According to the seaclear website and WineHQ it works with wine but the information is a bit dated. In a nutshell wine is a compatibility layer that allows windows applications to run under linux without a windows operating system. Do you already have a compatible GPS receiver and have it working with windows?
If you want a good working Linux nav program, then consider OpenCPN.
You can use the free ECN charts from Noaa, so no reason to go with raster charts of your own.

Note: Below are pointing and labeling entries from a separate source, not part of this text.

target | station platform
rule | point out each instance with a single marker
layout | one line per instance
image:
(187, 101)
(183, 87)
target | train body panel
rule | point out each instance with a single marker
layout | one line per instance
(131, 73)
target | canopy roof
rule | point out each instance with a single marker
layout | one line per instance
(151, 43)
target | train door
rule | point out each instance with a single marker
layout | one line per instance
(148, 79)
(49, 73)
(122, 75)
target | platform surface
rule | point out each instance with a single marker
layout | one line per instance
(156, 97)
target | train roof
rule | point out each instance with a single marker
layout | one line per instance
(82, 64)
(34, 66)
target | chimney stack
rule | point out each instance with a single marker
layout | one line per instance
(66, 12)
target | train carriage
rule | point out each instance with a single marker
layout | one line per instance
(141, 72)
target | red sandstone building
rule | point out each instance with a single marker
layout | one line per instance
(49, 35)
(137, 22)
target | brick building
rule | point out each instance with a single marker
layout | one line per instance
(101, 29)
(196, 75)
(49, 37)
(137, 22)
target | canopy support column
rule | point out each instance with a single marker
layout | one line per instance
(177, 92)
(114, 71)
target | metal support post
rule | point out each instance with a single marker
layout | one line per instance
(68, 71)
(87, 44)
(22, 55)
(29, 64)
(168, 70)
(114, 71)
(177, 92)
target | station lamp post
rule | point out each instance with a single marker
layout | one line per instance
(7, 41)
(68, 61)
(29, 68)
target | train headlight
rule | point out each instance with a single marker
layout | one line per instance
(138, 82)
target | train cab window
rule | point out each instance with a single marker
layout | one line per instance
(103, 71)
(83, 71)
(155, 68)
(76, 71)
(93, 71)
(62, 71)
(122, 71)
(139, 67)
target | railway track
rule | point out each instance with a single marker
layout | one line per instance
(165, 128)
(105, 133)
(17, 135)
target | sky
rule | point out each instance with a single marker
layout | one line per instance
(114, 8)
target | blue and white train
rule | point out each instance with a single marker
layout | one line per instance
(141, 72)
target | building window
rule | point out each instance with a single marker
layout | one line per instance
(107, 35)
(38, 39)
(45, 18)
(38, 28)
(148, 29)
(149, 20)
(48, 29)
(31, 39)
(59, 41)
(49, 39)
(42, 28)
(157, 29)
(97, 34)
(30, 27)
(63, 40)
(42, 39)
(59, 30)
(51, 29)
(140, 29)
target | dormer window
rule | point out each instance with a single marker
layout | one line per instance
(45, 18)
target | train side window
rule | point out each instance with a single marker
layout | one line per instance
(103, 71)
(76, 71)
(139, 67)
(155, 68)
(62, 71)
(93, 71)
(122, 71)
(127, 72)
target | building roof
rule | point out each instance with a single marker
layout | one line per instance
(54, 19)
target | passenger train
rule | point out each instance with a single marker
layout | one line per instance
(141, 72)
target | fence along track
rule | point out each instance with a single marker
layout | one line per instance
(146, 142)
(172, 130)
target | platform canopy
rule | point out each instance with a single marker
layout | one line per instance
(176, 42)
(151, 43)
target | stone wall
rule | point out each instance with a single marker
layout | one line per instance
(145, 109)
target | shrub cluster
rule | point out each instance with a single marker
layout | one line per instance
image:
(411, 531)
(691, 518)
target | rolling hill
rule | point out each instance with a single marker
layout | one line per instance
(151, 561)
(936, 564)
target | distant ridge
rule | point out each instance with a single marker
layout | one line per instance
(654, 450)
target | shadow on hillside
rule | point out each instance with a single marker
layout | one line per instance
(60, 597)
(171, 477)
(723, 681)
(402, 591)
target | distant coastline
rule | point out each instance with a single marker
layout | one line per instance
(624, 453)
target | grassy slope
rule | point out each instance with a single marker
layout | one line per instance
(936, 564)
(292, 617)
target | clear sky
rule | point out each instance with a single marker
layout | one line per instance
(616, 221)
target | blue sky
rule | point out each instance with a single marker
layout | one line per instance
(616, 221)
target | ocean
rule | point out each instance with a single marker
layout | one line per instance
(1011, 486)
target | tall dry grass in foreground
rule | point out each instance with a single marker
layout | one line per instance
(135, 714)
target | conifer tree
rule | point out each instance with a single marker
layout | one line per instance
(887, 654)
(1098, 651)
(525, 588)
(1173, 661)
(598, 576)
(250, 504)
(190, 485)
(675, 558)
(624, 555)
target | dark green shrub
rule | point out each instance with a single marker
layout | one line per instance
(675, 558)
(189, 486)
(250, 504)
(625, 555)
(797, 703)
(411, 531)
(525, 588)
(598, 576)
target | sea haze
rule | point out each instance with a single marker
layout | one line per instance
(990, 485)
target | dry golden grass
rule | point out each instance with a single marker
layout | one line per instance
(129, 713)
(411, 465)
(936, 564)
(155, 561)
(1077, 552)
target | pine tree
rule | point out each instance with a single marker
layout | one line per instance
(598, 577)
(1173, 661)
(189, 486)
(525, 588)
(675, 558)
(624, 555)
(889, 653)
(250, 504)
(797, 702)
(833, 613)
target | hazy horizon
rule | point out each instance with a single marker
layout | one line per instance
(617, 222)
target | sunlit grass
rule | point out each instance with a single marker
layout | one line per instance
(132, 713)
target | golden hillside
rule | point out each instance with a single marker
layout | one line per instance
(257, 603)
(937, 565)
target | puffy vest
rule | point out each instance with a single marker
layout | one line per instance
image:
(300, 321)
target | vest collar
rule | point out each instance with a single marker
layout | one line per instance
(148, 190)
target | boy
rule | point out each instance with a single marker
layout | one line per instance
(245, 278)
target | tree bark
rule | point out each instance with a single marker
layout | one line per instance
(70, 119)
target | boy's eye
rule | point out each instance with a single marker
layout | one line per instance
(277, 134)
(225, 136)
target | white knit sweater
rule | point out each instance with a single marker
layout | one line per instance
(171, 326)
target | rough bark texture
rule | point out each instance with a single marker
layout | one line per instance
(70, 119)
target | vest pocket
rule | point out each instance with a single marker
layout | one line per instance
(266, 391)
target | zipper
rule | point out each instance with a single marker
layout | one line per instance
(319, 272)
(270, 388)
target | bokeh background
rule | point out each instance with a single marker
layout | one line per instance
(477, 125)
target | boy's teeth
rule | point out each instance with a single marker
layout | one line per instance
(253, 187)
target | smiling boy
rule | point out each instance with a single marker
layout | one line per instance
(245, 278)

there is a TON of linux based GPS programs
for just opensuse there is a whole software repo dedicated to JUST THAT
-- just a few
GDAL- a translator library for raster and vector geospatial data formats
QGis - is a Geographic Information System (GIS)
GRASS GIS - Geographic Resources Analysis Support System
imposm - OpenStreetMap importer for PostGIS
osmosis - OpenStreetMap data processing tool
qtVlm - Weather routing software for virtual and real sailing boats
viking - GPS data editor and analyzer
Thank you friends for responding to my question. However, I define an application as LINUX-ready as one that at most would require a C/C++ recompile. Not even a recompile of the kernel to adapt a device as part of installation would be acceptable in my definition of LINUX-ready application. There is a reason for this rigor. Many applications allege to be C++-portable only to find out that they depend on vendor-specific software hooks like dot NET or MFC. These crutches are vendor specific and proprietary features that have no place in a portable language like C/C++. I would accept an installation executable that re-compiles the kernel as part of the installation. However, once a an installation has been completed for one machine, the executable should be transferable to an identical hardware and OS configuration without the need for a re-install.
The capabilities indicated above is what we originally had with C/C++forcing. It has been eroded without reason and in what appears to be an effort to artificially increasing purchasing demand for vendor specific products and to destroy competition. LINUX and open source form the last surviving bastion of true competition and merit-based evolution and we should maintain alive this distinction.
If openCPN meets the criteria of LINUX-ready indicated above I will promote it as the replacement for Seaclear2 as I kn ow that it works in the Windows environment as well.
If someone has information that will correct or improve the accuracy of my perceptions as indicated in this post, please educate me.
Star Office works in LINUX and Windows and it is an equivalent replacement for Microsoft Office. I have it in Windows and LINUX machines. We know there is better, don't we!